Por aplicación de esta última disposición, quienes participan en las primarias pero obtienen un porcentaje de votos por debajo de 1,5 puntos, luego no pueden presentarse a la elección general.

La sigla “PASO”

En resumen, el régimen creado a partir de la legislación vigente se resume en la muy utilizada expresión “PASO”, sigla que resume las características de este tipo de elecciones internas, que son “abiertas, simultáneas y obligatorias”. ¿Qué significa esto?

  • Son elecciones “primarias” porque se trata de una instancia previa, de selección de candidatos, antes de la elección “general” cuyo resultado determinará finalmente quiénes ocuparán en las instituciones políticas del Estado los cargos que están en disputa.
  • Tienen que ser necesariamente “abiertas” a la participación de cualquier ciudadano/a, y no solo para los afiliados/as a cada partido
  • Deben realizarse en forma “simultánea” por parte de todos los partidos el mismo día. Ello es para evitar el riesgo de voto múltiple: se realizan con el padrón general, en el cual cada ciudadano/a tiene asignado un único lugar de votación donde se controla la emisión del sufragio.
  • Son “obligatorias” en un doble sentido: las agrupaciones políticas (partidos, alianzas, confederaciones, etc.) deben realizar la elección primaria necesaria e ineludiblemente, y a su vez todos los/las ciudadanos/as están obligados/as a votar, igual que en una elección general.

Una cláusula particularmente determinante del régimen electoral dispuesto por la ley (indicado en el transcripto artículo 19) es la que determina que las agrupaciones políticas deben “seleccionar sus candidatos” mediante las primarias abiertas, simultáneas y obligatorias, “aun en aquellos casos en que se presentare una sola lista”.

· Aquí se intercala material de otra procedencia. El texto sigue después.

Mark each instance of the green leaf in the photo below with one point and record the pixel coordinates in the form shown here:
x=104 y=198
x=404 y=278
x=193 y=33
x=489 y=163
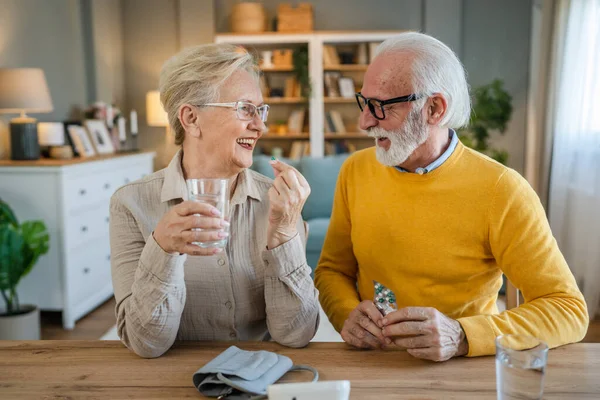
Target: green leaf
x=492 y=110
x=11 y=256
x=36 y=243
x=6 y=215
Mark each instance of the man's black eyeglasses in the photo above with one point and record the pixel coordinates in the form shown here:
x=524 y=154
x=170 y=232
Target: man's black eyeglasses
x=376 y=106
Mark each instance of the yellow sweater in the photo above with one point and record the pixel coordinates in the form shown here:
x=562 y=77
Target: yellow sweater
x=443 y=240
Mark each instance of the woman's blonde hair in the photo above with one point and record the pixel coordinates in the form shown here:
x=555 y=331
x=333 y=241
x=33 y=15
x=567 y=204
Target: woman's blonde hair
x=195 y=76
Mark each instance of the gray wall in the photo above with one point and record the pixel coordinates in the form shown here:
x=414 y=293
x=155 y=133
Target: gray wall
x=92 y=58
x=154 y=30
x=47 y=35
x=491 y=37
x=496 y=36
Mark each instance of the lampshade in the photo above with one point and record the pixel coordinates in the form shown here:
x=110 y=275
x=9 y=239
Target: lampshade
x=51 y=133
x=155 y=113
x=24 y=90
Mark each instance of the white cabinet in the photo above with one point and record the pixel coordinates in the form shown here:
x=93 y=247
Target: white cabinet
x=72 y=198
x=317 y=102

La descripción técnica de las reglas institucionales de esta votación deja de lado su repercusión en política argentina actual y futura. Apenas se conozcan los resultados, empezará una nueva etapa de la disputa, rumbo a la elección definitoria dentro de diez semanas.

En una sociedad capitalista, donde la economía y las principales estructuras de decisión son manejados por minorías privilegiadas, el voto ciudadano es solo una de las fuentes de poder, y con legitimidad democrática. El resto lo tienen las corporaciones –empresariales, judiciales, mediáticas, diplomáticas, del espionaje, etc.– que con el ejercicio de facto y permanente de su dominio y su influencia, “votan” todos los días y determinan la vida de la sociedad.

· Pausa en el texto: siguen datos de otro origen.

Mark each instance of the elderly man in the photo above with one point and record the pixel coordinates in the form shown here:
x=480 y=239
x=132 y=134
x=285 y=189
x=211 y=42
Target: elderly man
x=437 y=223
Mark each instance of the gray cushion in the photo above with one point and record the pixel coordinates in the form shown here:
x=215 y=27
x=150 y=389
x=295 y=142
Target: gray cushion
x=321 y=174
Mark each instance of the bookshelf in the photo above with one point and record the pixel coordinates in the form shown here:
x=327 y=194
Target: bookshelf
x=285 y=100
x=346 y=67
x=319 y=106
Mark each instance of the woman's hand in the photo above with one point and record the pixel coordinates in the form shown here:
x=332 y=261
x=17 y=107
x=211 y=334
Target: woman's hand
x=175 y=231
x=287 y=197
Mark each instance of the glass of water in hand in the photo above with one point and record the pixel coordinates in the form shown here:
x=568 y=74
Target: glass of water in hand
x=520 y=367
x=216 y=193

Quizás la mayor importancia práctica del voto, que es individual pero se traduce en pronunciamientos masivos –y además de la satisfacción personal de sentirse parte de una expresión colectiva–, está en las señales que el conjunto de la ciudadanía emite hacia los poderes de facto que tienen intereses contrarios a las mayorías. Y contra los cuales el pueblo se enfrenta diariamente, aun cuando casi nadie viva pendiente de esas disputas.